Ethan Mollick @ Coursera: AI in Education: Leveraging ChatGPT for Teaching (via Stephen Downes)
I was just wondering how I could leverage something for teaching. Maybe it’ll help me be more efficient as well?
Stephen Downes @ Teach Online: Five Ways AI Will Help Personalize Learning Experiences and Make Education More Adaptive and Responsive to Individual Learner Needs (but the article doesn’t attribute authorship - Stephen let me know on Mastodon)
Some good ideas for approaching (generative) AI in the context of teaching and learning. Certainly things I’d be considering if, hypothetically, I was setting up a research agenda for a teaching-and-learning-and-technology research lab…
Craig Hale @ techradar: Zoom reveals major rebrand — dropping video as it goes all-in on AI
They’re rebranding as an “AI-first company” with a focus on “digital twins” that can do your work for you so you can send them to Zoom meetings while you do something else. This only works if your meetings suck. Stop having crappy meetings that could be replaced by a bunch of Sims talking to each other while the humans are off doing something else.
Audrey Watters @ Second Breakfast: Who Cares about the Holidays?
Some really great thoughts on the use of generative AI, especially for the push to outsource “acts of care” to an LLM. Watters succinctly summed this up:
Absolutely depressing AF.
Yup. Not sure I agree that using Gemini to come up with a list of “5 ways I’m handling the holidays” is that much different than just Googling/DuckDuckGoing/Binging/etc. It’s all outsourcing “to a goddamn machine”. It’s all absolutely depressing AF.
College & Research Libraries News: The Artificial Intelligence Disclosure (AID) Framework (via Paul Pival)
How to disclose the use of genAI, beyond trying to pretend like it’s an attributed co-author of a thing.
Christina Hendricks @ You’re the Teacher: AI & RELATIONSHIPS: MOLLICK, CO-INTELLIGENCE
Mollick’s book is, though, I think much more positive about the potential value of humans working with AI for various purposes (for creativity/art, teaching and learning, work, and more), and provides many practical ideas for doing so. I have tended to focus on some of the more critical aspects of Mollick’s book, which is reflective of my own interests and sense of caution.

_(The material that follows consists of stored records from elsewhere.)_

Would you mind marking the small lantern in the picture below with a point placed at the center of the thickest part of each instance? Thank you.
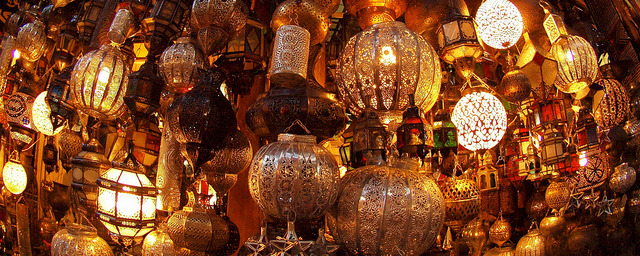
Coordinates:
(126, 201)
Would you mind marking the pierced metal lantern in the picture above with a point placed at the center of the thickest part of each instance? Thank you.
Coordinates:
(304, 13)
(462, 201)
(289, 56)
(99, 83)
(31, 40)
(381, 66)
(577, 63)
(294, 177)
(181, 65)
(411, 200)
(610, 105)
(201, 119)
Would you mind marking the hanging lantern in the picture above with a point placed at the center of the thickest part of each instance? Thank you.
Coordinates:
(201, 119)
(289, 56)
(77, 239)
(126, 201)
(480, 118)
(181, 65)
(412, 201)
(371, 12)
(303, 181)
(381, 66)
(500, 23)
(610, 105)
(461, 200)
(99, 83)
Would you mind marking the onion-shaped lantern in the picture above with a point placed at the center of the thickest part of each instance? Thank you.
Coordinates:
(411, 200)
(294, 177)
(481, 120)
(99, 83)
(381, 66)
(577, 63)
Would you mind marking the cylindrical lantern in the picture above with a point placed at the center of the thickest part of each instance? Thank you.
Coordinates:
(77, 239)
(381, 66)
(500, 23)
(181, 65)
(294, 177)
(411, 200)
(480, 118)
(289, 56)
(99, 83)
(577, 63)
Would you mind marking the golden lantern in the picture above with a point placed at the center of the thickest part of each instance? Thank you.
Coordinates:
(500, 23)
(381, 66)
(480, 118)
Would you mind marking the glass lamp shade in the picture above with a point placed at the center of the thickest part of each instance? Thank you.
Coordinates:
(385, 64)
(31, 41)
(577, 63)
(99, 83)
(14, 177)
(126, 203)
(500, 23)
(181, 65)
(481, 120)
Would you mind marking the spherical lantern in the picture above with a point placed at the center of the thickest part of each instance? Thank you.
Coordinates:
(532, 244)
(499, 23)
(480, 118)
(77, 239)
(294, 176)
(31, 40)
(99, 83)
(381, 66)
(462, 201)
(181, 65)
(577, 63)
(411, 200)
(610, 105)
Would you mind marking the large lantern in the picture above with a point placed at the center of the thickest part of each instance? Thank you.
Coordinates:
(99, 83)
(381, 66)
(294, 176)
(480, 118)
(411, 200)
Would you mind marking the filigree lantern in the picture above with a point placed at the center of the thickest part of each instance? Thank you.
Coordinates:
(500, 23)
(294, 177)
(99, 82)
(412, 200)
(381, 66)
(480, 118)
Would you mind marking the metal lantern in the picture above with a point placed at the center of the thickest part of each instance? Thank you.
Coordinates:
(289, 56)
(411, 200)
(201, 119)
(461, 200)
(515, 85)
(31, 41)
(371, 12)
(577, 63)
(99, 83)
(480, 118)
(181, 65)
(294, 177)
(500, 23)
(381, 66)
(610, 105)
(77, 239)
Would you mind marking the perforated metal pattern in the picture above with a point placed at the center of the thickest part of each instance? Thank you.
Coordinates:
(382, 209)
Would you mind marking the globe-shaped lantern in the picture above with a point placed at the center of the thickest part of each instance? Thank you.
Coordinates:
(99, 83)
(381, 66)
(500, 23)
(480, 118)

I gave Mollick’s book 4 stars. It’s good, but I think he leans a bit too far into “we’re all gonna be cyborgs with genAI working as collaborators and it’s going to be awesome!” (I paraphrase. a bit.)
🍿 Watching
★★★★★ Contact (1997).
The scene where Jody Foster drives past the crowd of protestors/fans, and her eye contact with Jake Busey, is perfection. The first time I watched Contact, I thought they leaned too hard on the religious fanatics and science denialists - that’d never actually happen! And now, in 2024, they look quaint and reserved.
★★★★★ 12 Monkeys (1995).
Deeply weird and weirdly deep. Terry Gilliam is a genius. Bruce Willis and Brad Pitt at their peaks.
🧺 Other
This round of sciatica seems to be slowly wrapping up (he says, jinxing himself to another few weeks of nerve-pain hell (but hopefully not)). Holy crap have I lost what little conditioning I’ve had, and packed on the pounds shockingly quickly. I need to get on top of that once I’m more mobile (without triggering another round of this nonsense).
Sunday will mark 3 years since mom died. Feels like yesterday and forever-ago.
🗓️ Focus for next week
- LTDT holiday lunch spectacular (and farewell-but-not-farewell to a team member who is about to start a 2 year secondment elsewhere on campus)
- The usual. Meetings. Team meetings. AI meetings. Conference planning meeting.
- TI’s silent auction to raise funds for United Way Calgary. I donated 4 paintings from my parents’ estate. Not sure how valuable they are, but someone might be interested.